In this photo-rich debut memoir, an urban planner recalls bicycling through Southeast Asia, his camera in tow.
Daly had been to Vietnam before, way back in the 1960s as a diver directing “explosive ordnance disposal work” for the U.S. military. But the journey he chronicles here is a much different, far happier one. From November 2013 to January 2014, Daly cycled from Ho Chi Minh City (formerly Saigon) north through Cambodia, east through Thailand and Laos, then south to Ho Chi Minh City again, hewing to the long Vietnamese coastline. Though he saw many of the same places he saw in different circumstances 40 years ago, little was familiar. Vietnam “embraced consumerism and market capitalism,” women on the street wore skirts instead of black pajamas, cheap consumer goods were hawked at every corner, and in a city like Danang, “nothing was recognizable apart from misty, foggy views of Marble Mountain, the harbor and the Han River.” Eschewing the daily journal format, Daly organizes his book like a long, in-depth, and personalized travel encyclopedia.
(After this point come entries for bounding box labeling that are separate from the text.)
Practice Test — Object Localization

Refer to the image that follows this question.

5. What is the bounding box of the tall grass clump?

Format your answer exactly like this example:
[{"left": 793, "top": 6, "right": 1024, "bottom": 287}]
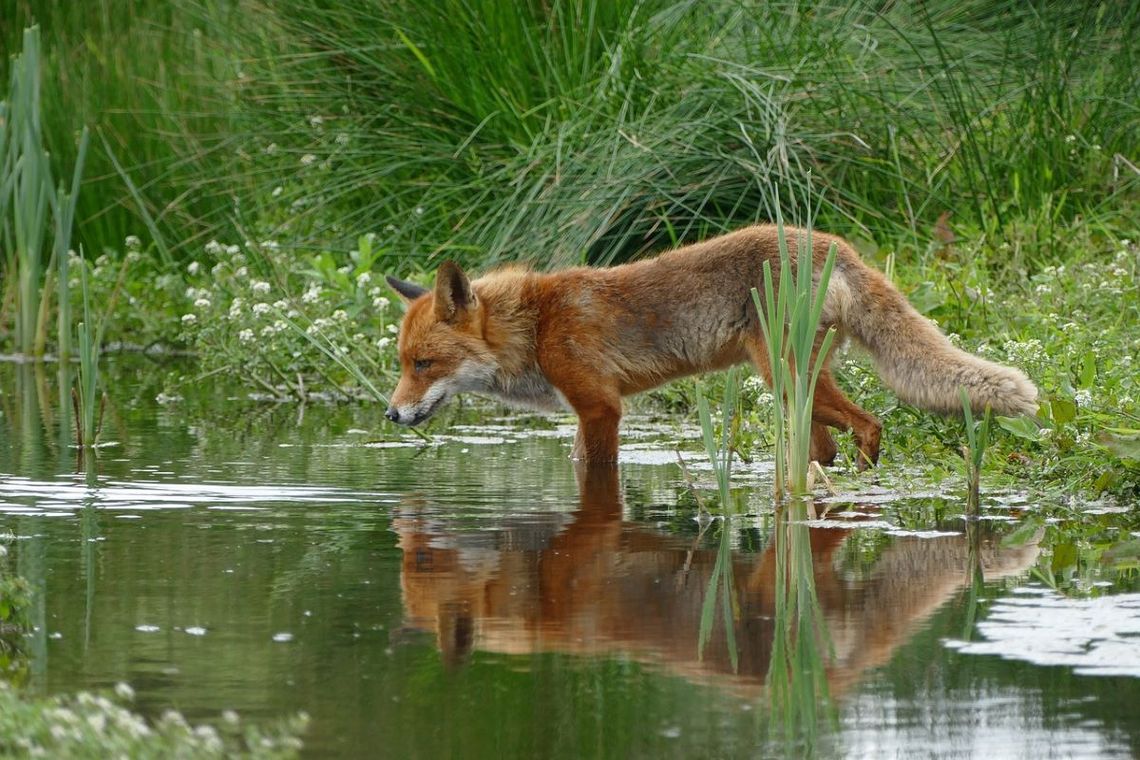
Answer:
[
  {"left": 222, "top": 0, "right": 1140, "bottom": 265},
  {"left": 752, "top": 201, "right": 836, "bottom": 499},
  {"left": 766, "top": 500, "right": 836, "bottom": 754},
  {"left": 0, "top": 26, "right": 89, "bottom": 359}
]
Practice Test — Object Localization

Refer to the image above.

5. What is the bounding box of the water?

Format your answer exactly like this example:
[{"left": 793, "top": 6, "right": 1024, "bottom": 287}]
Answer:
[{"left": 0, "top": 362, "right": 1140, "bottom": 758}]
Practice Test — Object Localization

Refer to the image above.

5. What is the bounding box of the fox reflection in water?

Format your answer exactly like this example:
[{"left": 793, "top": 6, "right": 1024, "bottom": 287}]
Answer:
[{"left": 393, "top": 468, "right": 1037, "bottom": 694}]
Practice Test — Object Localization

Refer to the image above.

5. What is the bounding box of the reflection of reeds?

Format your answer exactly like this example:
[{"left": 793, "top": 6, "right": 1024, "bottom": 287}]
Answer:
[
  {"left": 767, "top": 499, "right": 834, "bottom": 750},
  {"left": 752, "top": 195, "right": 836, "bottom": 499}
]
Separate sections walk readers through guesthouses where he stayed and the state of their facilities, how to avoid dishonest touts and fixers “smooth and slippery as an overripe mango,” and what to eat and what not to eat—“Cook it or peel it; if in doubt, boil it,” a friend wisely cautioned. Color photographs accompany the text, mostly Daly’s own colorful snaps but also maps and a handful of professional landscape shots. The photos are generally excellent, not professionally framed but, perhaps because of their casual quality, convincingly true to life. Readers are offered glimpses of riverboat vendors, idle boys killing time between jobs, the furious colors of a Hanoi street scene, the stillness of a large white Buddha. Daly is a competent, often eloquent writer, as when he describes an evening walk through Ho Chi Minh City, smelling the “huge array of orchid varieties; the fresh-cut aroma of tropical hardwoods; smoky haze wafting through the streets and alleys as charcoal fires were lit at dusk.” A few readers might be inspired to retrace his path.
A useful, attractive travel guide and memoir recommended for anyone curious about Southeast Asia.